Team Topologies
Matthew Skelton & Manuel Pais
Synopsis
Team Topologies provides a practical, step-by-step, adaptive model for organisational design and team interaction for modern software delivery. The book introduces four fundamental team types and three core interaction modes that organizations can use to evolve their structure for fast flow of change and value.
The four team types:
- Stream-aligned teams
- Enabling teams
- Complicated-subsystem teams
- Platform teams
The three interaction modes:
- Collaboration
- X-as-a-Service
- Facilitating
Why I Recommend It
As an engineering leader, this book has been invaluable for structuring teams in a way that optimises for flow and reduces cognitive load. The frameworks are immediately applicable and have helped me reorganise teams for better delivery.
Key insights:
- Conway's Law in action: Your system architecture mirrors your communication structure
- Cognitive load limits: Teams can only effectively handle a limited amount of complexity
- Team-first thinking: Design for team interactions, not just technical architecture
Real-world application: We reorganised our platform from a single monolithic team into stream-aligned teams focused on specific user journeys, supported by a platform team. This reduced deployment time by 60% and improved team morale significantly.

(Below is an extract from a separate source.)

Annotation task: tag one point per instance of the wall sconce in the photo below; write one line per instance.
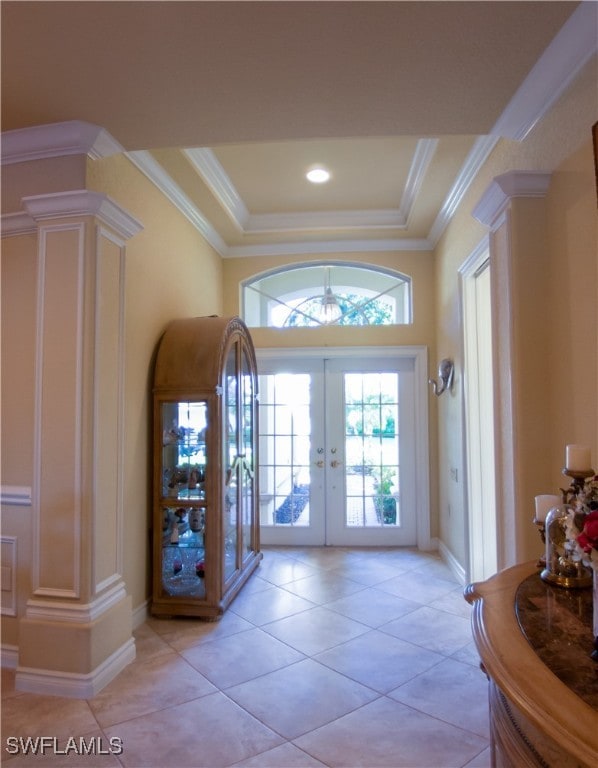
(446, 369)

The book's emphasis on "team APIs"—clear contracts for how teams interact—has transformed how we think about inter-team dependencies.
Favourite Quote
"If we stress the communication paths in our organizations, we'll discover several bottlenecks or over-strong dependencies between teams where Conway's law proves to be working against us."
This is particularly relevant in today's microservices and distributed systems world.